Chawathil First Nation says they were left on their own to deal with a wildfire emergency, without much support from surrounding officials.
They spoke to the Standard out of concern for their band members who were left vulnerable for days, wondering what to do. Many of those have health concerns, such as dialysis and transplant patients and reports on social media were that travel time to Chilliwack from Hope could be up to six hours.
According to Chawathil councillors Deanna John and Audrey George, Chawathil was once again forgotten about by the District of Hope during this emergency despite being only a kilometre away from the fire. Chawathil went onto evacuation alert on Sunday (Sept. 11) and remained on alert until Wednesday (Sept. 14). During this time, they were able to keep band members updated on the wildfire through their own channels of communication and eventually managed to work with Emergency Management BC (EMBC) and First Nations Emergency Support Services to keep everyone safe.
Volunteers were plucked from the community as unofficial ‘fire watchers,’ and air purifiers were eventually obtained for almost all residences in Chawathil.
However, John, who is also the director of operations of Chawathil, says she tried to contact the District of Hope once she knew about the fire. She says it was difficult to get a hold of the district and speak with their emergency contact person about updates.
“When this first started I did reach out to the EMBC workers that I’m connected to and I asked them, ‘who do we connected with in Hope that we know is on the EOC for town of Hope?’,” says John. “And we could not get that information. And when the alerts [were sent] we were not included in the Hope district. We felt that we were a single entity out on our own.”

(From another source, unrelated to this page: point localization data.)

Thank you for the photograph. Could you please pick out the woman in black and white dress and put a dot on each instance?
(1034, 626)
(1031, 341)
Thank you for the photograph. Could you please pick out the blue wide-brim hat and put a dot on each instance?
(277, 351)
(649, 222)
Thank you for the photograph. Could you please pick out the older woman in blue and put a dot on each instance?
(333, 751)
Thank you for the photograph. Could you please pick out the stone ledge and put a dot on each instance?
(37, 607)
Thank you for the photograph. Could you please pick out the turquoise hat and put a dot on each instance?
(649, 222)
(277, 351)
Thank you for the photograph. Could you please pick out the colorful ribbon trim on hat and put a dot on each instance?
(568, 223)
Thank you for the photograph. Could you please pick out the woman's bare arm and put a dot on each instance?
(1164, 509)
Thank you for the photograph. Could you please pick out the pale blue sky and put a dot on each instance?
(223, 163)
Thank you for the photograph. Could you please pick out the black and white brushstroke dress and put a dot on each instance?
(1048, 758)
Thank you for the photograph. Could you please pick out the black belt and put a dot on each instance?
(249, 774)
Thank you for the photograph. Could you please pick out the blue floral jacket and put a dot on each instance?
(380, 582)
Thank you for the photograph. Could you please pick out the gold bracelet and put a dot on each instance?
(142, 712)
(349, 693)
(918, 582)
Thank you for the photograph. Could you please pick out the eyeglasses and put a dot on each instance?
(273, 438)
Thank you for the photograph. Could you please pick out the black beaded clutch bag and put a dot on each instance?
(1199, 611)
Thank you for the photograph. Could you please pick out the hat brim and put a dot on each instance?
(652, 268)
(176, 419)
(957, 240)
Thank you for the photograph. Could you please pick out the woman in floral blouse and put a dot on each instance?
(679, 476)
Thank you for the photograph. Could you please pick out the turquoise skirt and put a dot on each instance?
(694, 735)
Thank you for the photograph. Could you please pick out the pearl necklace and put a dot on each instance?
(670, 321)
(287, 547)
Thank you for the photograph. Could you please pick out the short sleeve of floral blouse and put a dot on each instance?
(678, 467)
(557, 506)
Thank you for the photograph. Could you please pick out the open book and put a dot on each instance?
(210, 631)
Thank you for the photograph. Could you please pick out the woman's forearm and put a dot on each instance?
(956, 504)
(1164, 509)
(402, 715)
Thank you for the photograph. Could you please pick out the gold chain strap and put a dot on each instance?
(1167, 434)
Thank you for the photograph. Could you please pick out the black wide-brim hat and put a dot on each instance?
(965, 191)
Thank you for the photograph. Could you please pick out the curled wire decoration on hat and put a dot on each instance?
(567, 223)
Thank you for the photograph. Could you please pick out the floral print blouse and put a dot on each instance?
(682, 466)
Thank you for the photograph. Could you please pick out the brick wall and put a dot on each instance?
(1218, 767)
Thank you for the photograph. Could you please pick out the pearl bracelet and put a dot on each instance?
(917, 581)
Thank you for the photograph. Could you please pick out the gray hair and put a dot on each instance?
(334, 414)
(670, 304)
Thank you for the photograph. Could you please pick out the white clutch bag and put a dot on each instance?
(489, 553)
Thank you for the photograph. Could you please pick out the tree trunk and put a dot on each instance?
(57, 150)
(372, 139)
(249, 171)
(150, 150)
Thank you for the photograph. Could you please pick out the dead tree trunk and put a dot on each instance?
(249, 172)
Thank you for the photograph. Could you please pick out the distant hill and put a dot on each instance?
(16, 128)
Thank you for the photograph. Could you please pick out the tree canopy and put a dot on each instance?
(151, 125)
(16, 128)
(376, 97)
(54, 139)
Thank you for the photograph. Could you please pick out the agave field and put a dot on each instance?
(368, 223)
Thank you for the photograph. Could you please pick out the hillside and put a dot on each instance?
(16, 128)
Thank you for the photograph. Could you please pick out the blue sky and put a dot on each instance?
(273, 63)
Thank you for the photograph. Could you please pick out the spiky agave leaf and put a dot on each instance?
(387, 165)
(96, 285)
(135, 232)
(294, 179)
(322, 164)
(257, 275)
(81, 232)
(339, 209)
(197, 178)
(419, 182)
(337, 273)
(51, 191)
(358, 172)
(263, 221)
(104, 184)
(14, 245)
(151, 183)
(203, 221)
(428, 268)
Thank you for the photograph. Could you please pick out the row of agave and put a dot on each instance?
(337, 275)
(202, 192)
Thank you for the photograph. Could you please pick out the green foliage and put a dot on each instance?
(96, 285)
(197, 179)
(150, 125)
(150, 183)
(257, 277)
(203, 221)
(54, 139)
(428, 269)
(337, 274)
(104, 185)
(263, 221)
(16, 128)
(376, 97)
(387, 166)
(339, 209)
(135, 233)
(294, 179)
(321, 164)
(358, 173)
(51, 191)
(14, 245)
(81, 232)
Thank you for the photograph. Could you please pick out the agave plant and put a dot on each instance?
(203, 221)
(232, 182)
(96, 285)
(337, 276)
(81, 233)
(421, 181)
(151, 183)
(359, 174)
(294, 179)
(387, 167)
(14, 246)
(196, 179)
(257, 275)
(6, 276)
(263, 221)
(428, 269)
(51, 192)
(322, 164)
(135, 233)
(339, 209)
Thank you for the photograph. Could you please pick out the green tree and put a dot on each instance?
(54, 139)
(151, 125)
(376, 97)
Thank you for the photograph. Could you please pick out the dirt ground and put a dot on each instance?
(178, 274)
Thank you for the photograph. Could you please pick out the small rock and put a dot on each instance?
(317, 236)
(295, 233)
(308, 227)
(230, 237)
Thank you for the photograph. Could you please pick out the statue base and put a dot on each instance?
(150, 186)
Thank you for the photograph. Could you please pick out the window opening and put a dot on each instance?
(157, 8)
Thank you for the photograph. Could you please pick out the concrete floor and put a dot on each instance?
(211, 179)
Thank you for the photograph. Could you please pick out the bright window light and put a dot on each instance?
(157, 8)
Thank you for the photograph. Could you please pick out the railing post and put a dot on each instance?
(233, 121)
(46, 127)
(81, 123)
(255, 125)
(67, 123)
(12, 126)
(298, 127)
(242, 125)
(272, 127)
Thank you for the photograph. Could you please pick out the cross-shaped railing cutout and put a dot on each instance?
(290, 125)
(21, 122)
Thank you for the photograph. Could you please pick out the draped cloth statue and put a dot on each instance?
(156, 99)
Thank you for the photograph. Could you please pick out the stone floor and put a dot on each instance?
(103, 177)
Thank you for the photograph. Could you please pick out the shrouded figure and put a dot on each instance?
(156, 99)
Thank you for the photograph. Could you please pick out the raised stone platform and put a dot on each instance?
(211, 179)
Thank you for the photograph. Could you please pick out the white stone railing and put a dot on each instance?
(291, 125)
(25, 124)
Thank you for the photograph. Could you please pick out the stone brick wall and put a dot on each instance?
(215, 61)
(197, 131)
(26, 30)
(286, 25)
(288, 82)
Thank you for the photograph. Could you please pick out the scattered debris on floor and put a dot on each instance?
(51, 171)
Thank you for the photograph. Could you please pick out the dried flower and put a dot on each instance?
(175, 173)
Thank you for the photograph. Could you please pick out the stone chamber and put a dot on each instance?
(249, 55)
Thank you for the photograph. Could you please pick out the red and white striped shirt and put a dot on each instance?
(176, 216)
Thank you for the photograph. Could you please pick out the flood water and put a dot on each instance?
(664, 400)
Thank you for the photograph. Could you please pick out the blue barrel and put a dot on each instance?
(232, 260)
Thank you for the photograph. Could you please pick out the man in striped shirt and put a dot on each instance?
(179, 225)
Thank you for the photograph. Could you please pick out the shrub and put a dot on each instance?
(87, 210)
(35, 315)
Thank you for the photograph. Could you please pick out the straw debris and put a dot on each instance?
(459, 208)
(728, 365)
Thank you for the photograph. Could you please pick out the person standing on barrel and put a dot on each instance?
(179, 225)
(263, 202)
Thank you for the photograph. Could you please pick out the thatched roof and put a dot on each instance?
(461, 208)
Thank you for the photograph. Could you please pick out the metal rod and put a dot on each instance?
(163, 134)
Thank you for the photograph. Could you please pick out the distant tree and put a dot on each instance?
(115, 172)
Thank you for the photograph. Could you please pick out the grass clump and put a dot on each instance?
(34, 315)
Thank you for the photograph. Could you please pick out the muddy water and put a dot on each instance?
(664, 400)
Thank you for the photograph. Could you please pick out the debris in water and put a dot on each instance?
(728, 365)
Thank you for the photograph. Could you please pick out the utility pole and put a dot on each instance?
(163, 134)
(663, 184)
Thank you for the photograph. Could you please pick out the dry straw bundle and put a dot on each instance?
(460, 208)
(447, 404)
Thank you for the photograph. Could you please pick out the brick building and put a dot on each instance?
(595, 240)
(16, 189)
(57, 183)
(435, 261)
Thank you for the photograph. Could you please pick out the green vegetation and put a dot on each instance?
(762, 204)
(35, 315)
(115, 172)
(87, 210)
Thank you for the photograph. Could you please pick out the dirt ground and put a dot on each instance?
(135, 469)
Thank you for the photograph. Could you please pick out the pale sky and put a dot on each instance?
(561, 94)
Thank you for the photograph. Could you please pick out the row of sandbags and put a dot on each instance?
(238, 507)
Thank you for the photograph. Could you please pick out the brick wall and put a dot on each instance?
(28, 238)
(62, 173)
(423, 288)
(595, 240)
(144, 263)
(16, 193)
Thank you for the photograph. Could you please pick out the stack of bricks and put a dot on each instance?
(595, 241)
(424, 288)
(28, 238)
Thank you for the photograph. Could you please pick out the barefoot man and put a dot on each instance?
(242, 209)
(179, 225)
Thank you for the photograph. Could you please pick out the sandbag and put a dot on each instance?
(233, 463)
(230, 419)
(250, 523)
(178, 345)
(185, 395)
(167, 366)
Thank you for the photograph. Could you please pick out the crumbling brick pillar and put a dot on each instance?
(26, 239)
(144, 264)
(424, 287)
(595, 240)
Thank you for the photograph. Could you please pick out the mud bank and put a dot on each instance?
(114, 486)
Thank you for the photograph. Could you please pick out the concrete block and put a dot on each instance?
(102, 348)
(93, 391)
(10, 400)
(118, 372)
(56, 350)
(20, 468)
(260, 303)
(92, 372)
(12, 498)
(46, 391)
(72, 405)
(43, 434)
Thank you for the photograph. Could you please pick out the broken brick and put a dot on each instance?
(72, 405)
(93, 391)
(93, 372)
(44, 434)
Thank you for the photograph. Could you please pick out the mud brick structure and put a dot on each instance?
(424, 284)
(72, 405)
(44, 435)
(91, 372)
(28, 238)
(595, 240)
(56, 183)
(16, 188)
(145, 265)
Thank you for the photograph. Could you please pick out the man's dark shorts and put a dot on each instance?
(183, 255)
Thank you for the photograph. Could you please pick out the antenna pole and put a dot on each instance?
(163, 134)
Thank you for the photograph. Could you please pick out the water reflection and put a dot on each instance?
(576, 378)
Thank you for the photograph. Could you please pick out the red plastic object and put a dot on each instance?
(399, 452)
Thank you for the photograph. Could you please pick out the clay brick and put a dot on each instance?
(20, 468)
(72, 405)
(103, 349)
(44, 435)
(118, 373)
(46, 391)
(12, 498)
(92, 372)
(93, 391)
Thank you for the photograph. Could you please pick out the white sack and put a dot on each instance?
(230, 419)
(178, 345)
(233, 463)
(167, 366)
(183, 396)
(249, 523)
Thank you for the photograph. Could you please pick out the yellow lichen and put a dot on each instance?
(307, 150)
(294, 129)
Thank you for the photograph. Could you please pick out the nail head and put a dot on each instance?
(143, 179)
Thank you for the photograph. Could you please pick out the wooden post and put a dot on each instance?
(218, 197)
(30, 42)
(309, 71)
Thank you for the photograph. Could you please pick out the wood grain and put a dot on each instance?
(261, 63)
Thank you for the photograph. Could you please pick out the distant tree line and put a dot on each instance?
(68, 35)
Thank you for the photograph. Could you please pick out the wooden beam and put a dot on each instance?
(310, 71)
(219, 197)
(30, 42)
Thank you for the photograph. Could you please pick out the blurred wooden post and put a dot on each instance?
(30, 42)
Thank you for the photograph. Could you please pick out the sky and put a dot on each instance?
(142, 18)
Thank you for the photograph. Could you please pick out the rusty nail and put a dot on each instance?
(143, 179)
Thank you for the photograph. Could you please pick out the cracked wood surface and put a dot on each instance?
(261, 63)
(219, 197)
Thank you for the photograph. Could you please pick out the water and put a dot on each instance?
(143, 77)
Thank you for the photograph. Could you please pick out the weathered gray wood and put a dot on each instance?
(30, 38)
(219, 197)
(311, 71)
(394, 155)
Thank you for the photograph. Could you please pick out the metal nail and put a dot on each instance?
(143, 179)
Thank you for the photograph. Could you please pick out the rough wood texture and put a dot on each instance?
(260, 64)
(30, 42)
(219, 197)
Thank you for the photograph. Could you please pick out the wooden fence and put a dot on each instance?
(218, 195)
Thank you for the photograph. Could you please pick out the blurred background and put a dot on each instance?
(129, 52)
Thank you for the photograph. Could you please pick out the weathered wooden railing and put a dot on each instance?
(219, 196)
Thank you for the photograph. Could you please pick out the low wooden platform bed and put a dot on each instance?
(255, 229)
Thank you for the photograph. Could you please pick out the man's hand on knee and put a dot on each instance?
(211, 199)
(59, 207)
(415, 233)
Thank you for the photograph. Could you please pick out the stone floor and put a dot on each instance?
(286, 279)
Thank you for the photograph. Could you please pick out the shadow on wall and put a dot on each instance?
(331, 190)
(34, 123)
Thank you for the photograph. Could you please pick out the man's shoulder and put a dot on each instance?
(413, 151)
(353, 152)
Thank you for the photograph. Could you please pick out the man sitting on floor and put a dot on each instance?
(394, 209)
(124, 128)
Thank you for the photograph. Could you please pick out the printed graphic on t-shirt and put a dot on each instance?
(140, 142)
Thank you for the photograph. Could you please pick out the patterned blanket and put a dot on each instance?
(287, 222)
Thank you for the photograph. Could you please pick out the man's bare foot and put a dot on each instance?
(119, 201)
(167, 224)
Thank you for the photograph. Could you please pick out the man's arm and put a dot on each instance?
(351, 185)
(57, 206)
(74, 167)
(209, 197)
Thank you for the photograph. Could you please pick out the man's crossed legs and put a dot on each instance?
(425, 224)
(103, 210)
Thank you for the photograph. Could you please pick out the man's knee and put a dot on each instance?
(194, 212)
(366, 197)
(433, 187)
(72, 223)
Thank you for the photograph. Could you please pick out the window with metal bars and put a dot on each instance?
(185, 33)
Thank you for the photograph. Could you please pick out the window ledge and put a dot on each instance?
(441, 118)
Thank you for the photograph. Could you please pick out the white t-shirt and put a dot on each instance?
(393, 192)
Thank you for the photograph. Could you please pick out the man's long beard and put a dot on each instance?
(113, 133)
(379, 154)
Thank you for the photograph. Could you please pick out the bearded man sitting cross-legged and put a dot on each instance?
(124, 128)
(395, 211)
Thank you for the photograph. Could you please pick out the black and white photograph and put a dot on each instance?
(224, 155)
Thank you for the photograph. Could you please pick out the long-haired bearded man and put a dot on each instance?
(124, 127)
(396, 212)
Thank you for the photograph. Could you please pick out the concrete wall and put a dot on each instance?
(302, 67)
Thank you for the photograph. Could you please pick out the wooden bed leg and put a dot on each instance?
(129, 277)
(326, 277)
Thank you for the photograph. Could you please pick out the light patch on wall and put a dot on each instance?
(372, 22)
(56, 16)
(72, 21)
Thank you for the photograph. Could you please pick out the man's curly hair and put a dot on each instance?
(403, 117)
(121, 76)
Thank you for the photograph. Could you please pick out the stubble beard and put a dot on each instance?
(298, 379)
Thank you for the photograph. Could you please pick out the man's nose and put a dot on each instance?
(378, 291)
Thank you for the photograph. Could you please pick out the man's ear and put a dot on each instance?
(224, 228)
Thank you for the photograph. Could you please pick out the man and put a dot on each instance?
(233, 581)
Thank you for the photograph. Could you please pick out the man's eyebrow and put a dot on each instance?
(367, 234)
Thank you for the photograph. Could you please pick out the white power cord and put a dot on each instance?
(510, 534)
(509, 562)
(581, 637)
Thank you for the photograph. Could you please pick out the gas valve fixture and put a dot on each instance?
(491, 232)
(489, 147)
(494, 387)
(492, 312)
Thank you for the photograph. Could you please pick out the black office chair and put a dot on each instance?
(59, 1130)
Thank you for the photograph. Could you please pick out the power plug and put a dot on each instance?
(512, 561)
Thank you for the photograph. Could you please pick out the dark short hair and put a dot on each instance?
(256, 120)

John says this is not the first time that Chawathil has been left out of the conversation during an emergency. Last year, the band felt ignored by the District of Hope during the floods and weren’t included in the community’s thank-you speech.
“We weren’t really getting the response we were looking for with the town of Hope…It was pretty hard trying to get answers on everything.”
This dismissal, says John, was especially frustrating now considering the proximity of the fire to the Chawathil reserve; around 200 band members live about four kilometres from the fire’s location, by the mountain and river. Many band members have significant health concerns — such as being on dialysis, heart conditions, and severe asthma — that would have made transport urgent, if the blaze had reached them. The issue of transport was especially concerning when Highway 1 was closed, eastbound between Chilliwack and Hope, on Sept. 11 and traffic was being directed to Highway 7 past the Chawathil reservation’s entrance.
“We were looking at our members with major health issues. What it would look like, for the golden hour response time, because I know they are short staffed with ambulances and everything. So we were pushing for our people to be moved out of our community right away and placed down in the lower valley,” says John. “We weren’t really confident that traffic could get through. We kept hearing that it was taking six hours from Chilliwack just to get to our community…one band member [made] it to us in four and a half hours.”
During Highway 1’s closure, John says they also had problems with people trespassing through Chawathil and relieving themselves by the stop sign near their entrance.
The 545-hectare wildfire is now under control and all orders and alerts have been lifted.
“It was really scary on our end because the Hope Brigade Days and baseball tournament was going on and a lot of our members were there,” says George who is also the emergency operations director. “We had people away from our community. So, we were quite scared that if the fire stared in our community everyone wouldn’t be around or know [about it].”
Both councillors say that the fire has made it clear that a better system of communication needs to be in place between the communities.
Additionally, John says that relying on websites and social media for updates can’t be the only options. There are still people in both communities who don’t have access to the internet, can’t afford a television, or aren’t social media literate. And not having a way to access updates can be scary for them, says John.